Date: Fri, 9 Jul 2010 19:13:04 -0400 Paul Dorfman "SAS(r) Discussion" Paul Dorfman Re: Where Clause on Sorted Dataset (was Re: The expensive INTNX function (was: Pass date values)) To: "Kevin A. Myers"

Kevin,

Frankly, your assertion that "Actually it's quite easy to verify sorted-ness during the binary search" has got me greatly puzzled. I admit that I cannot conceive how this is possible, let alone being quite easy. What I do find quite easy is to arrange search keys in such a way that the binary search proceeds without a glitch, hits the "right" keys, gives no token that some other keys are unsorted, and of course results in a wrong answer.

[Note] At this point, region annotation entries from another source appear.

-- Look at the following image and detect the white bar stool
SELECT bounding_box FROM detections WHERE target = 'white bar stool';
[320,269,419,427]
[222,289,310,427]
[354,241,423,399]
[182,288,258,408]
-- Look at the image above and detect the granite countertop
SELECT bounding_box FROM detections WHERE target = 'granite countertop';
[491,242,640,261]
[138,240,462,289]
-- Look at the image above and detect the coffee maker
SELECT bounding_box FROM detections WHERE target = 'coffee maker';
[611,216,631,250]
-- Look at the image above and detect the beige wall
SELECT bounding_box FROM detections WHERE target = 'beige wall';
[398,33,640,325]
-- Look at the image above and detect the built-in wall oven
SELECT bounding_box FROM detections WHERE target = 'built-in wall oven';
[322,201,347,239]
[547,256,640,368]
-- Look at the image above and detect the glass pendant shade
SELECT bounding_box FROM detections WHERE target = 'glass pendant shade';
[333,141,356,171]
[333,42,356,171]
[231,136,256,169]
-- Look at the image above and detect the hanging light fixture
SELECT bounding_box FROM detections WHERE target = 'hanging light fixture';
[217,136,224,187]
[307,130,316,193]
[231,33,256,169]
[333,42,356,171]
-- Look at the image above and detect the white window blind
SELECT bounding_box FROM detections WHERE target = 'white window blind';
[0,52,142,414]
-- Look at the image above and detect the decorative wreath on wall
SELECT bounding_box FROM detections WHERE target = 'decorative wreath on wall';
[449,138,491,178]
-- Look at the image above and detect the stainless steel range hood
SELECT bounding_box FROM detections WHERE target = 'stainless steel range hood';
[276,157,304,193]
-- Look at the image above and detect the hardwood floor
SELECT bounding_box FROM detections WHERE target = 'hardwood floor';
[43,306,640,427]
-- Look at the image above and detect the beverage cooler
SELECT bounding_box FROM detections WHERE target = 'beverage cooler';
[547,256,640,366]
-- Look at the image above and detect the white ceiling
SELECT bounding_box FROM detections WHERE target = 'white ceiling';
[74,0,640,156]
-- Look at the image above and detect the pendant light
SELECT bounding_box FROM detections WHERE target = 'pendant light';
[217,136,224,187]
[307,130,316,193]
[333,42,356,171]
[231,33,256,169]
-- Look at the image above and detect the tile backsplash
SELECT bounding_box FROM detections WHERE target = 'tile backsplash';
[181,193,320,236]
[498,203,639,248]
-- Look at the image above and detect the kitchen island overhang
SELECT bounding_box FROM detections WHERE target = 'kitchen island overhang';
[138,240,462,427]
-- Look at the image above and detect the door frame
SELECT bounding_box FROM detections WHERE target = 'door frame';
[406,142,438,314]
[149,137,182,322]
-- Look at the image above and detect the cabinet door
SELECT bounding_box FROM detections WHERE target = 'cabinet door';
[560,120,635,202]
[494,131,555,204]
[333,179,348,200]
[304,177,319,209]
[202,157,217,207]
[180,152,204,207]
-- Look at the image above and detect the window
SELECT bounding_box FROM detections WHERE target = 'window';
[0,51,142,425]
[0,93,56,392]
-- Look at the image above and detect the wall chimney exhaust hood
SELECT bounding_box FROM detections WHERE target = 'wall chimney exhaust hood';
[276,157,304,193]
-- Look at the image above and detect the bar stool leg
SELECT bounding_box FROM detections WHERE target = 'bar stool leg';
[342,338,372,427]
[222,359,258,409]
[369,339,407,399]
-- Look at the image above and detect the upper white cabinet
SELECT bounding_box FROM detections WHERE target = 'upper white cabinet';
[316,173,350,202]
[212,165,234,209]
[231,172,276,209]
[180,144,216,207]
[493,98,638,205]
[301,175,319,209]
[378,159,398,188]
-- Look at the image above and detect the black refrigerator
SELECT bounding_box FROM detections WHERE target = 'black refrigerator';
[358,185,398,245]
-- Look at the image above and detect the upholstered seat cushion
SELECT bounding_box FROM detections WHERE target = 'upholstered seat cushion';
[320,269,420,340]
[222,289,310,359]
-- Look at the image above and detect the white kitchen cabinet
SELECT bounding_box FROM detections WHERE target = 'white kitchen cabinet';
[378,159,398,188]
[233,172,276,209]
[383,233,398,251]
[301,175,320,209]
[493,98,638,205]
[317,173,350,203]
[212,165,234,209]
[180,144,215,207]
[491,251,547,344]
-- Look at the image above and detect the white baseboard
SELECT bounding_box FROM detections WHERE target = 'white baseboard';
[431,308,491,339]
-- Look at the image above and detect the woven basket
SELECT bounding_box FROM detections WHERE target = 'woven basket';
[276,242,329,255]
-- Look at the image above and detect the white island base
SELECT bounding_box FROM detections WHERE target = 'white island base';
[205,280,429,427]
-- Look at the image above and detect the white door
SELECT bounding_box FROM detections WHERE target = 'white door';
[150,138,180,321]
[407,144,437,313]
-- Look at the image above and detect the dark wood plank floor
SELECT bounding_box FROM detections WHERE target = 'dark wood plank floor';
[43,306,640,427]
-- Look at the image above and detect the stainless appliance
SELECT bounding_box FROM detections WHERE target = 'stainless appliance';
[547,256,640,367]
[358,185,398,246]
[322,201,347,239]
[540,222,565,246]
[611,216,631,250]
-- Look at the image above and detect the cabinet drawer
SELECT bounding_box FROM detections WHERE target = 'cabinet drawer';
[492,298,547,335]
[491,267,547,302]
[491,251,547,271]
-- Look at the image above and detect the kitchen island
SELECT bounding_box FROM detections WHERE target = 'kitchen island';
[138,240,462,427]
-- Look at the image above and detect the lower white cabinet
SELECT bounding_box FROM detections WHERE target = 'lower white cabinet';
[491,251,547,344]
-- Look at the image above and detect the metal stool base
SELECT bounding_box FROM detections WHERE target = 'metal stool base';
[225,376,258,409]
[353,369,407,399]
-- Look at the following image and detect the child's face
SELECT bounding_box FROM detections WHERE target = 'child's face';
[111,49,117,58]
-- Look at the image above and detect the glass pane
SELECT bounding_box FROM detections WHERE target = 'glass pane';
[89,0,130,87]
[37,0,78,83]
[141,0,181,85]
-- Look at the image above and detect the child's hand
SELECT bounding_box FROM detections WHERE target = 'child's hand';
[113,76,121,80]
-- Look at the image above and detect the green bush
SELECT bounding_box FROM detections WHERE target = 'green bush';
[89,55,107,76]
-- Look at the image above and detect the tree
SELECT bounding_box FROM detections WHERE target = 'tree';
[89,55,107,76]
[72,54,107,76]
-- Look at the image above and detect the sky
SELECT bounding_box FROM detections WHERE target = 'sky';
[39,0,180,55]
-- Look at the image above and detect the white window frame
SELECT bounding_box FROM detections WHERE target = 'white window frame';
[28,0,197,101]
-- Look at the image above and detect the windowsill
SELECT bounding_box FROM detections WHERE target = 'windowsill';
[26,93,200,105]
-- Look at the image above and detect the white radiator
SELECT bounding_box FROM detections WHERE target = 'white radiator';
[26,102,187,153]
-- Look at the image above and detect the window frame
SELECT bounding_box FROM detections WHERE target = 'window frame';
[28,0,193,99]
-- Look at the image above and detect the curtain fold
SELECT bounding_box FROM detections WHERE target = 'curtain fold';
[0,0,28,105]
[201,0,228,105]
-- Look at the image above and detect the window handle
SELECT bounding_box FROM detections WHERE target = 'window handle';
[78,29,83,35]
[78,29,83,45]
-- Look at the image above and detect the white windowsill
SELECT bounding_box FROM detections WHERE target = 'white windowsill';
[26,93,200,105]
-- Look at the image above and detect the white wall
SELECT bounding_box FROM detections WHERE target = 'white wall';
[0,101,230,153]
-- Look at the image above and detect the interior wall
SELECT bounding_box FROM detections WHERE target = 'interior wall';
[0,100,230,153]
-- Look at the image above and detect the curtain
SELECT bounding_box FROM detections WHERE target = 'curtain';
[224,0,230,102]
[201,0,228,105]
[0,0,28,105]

Here is a simple example:

data _null_ ; array a [7] _temporary_ (1 3 4 5 6 7 9) ;

key = 4 ;

l = lbound (a) ; h = hbound (a) ; f = . ; do until (l > h | f) ; m = floor ((h + l) * .5) ; putlog l= m= h= ; if key < a[m] then h = m - 1 ; else if key > a[m] then l = m + 1 ; else f = 1 ; end ;

putlog f= m= ; run ;

This is a typical binary search locating the index M of the key if it is found and F=. if not. The first putlog tracks the end- and mid-points as the algorithm iterates. As expected, the step prints:

l=1 m=4 h=7 l=1 m=2 h=3 l=3 m=3 h=3 f=1 m=3

and as expected, F=1 and a[3]=4. Now let us change the array to

array a [7] _temporary_ (1 3 6 5 4 7 9) ;

i.e. swap 4 and 6, and run the step again. Now it prints:

l=1 m=4 h=7 l=1 m=2 h=3 l=3 m=3 h=3 f=. m=3

F=. indicates that key=4 is not found, which is false - it is in the array. Otherwise, there is no slightest indication that anything went wrong, as the algorithm, converging, hits exactly the same keys. Of course, it is clear why this occurs: the entire upper array part starting with m=4 is rejected during the very first iteration, the rest of the algorithm operates only on the perfectly sorted keys from m=1 to m=3.

By induction, it is always possible to concoct a disordered arrangement of keys in such a way that the binary search algorithm will hit only the keys which in relation to each other are perfectly sorted, while the keys in between are not. Hence the scheme will proceed happily down the list yielding a wrong result, while the keys it hits in the process will give no clue how other keys in the array might be arranged.

Now, the only means "to verify sorted-ness during the binary search" are the keys the binary search inspects while it converges. If all such keys are ordered relative to each other, how can we make any conclusion about the "sorted-ness" of the rest of the keys?

You also write: "This approach does not *guarantee* that the data is actually 100% sorted, but is adequate in my opinion.". I cannot see how one can be sure of any result applying the binary search to data that might be only, say, 99% sorted. The above example shows that swapping only 2 keys in otherwise completely sorted array is enough to knock the things out of whack.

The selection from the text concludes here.